Abstract
There is a growing interest in identifying natural food ingredients that may serve to prevent dementia such as that due to Alzheimer disease (AD). Peptides derived from food proteins have been demonstrated to have various physiological activities such as a hypotensive action. Recent findings have indicated possible associations of hypertension with AD progression, and suggest that angiotensin converting enzyme (ACE) inhibitors with potential to pass through the blood brain barrier (BBB) may reduce the risk of AD. In this study, we investigated the effect of milk peptide (CH-3) on cognitive function in AD model mice. CH-3 contains a tripeptide (methionine-lysine-proline, MKP) that has been found to have a strong ACE inhibitory effect and the potential to pass through the BBB. Adult male ddY mice were used in this study, and an animal model of AD was induced by intracerebroventricular (ICV) injection of Aβ1–42. CH-3 (250 mg/kg/day) or MKP (0.5 mg/kg/day) was orally administered every day starting 2 days before ICV injection. At 3 weeks after ICV injection, cognitive function was evaluated by the Morris water maze test. Brain samples were obtained after behavioral testing, and expression of inflammatory cytokines and NADPH oxidase subunits was measured by real-time quantitative RT-PCR. ICV injection of Aβ1–42 significantly impaired cognitive function compared with that in PBS-injected mice. Daily administration of CH-3 markedly attenuated this Aβ1-42-induced cognitive decline. Aβ1–42 injection significantly enhanced the expression of tumor necrosis factor-α (TNF-α), inducible nitric oxide synthase (iNOS) and p22phox in the mouse hippocampus compared with PBS injection, and showed a tendency to increase the expression of monocyte chemoattractant protein-1 (MCP-1), p47phox and gp91phox, whereas CH-3 treatment markedly reduced Aβ1-42-induced TNF-α, MCP-1, iNOS, p47phox and gp91phox expression.
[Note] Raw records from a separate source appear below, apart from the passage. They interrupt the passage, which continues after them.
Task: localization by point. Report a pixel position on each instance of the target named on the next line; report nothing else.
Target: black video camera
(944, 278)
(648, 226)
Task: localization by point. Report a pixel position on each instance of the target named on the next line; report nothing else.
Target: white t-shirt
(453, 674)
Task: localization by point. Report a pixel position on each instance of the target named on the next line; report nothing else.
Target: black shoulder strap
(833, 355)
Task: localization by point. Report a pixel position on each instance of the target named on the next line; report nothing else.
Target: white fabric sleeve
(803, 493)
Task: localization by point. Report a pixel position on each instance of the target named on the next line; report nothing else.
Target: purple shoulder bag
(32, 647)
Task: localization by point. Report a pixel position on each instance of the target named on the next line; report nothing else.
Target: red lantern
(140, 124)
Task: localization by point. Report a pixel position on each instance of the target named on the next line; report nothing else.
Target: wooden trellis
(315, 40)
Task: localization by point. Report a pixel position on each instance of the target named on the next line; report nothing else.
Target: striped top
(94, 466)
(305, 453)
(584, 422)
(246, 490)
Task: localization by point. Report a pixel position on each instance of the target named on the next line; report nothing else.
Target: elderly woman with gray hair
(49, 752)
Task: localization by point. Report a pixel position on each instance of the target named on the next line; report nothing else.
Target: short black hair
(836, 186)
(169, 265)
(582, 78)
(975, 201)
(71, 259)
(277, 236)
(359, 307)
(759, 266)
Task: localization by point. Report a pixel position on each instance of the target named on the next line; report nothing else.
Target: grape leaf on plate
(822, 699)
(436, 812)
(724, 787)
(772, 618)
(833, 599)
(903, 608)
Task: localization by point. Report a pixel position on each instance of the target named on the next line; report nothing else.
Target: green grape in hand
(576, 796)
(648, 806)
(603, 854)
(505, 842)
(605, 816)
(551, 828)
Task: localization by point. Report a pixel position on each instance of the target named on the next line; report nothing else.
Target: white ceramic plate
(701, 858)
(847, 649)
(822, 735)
Finally, administration of MKP also attenuated Aβ1-42-induced cognitive impairment with an increase in cerebral blood flow. The present study demonstrated that repeated oral administration of CH-3 to AD model mice not only improved cognitive function but also suppressed the expression of inflammatory cytokines and production of oxidative stress, and suggests its therapeutic potential for preventing cognitive impairment in AD.
Highlights
Alzheimer disease (AD), an irreversible progressive neurodegenerative disorder, is one of the most prevalent neurodegenerative diseases in aging societies
Time spent in the target quadrant including the former platform position was impaired in Aβ1-42-injected mice compared with control mice; Aβ1-42-injected mice with CH-3 treatment exhibited similar ability to recognize the platform compared with PBS-injected mice (Fig 1B)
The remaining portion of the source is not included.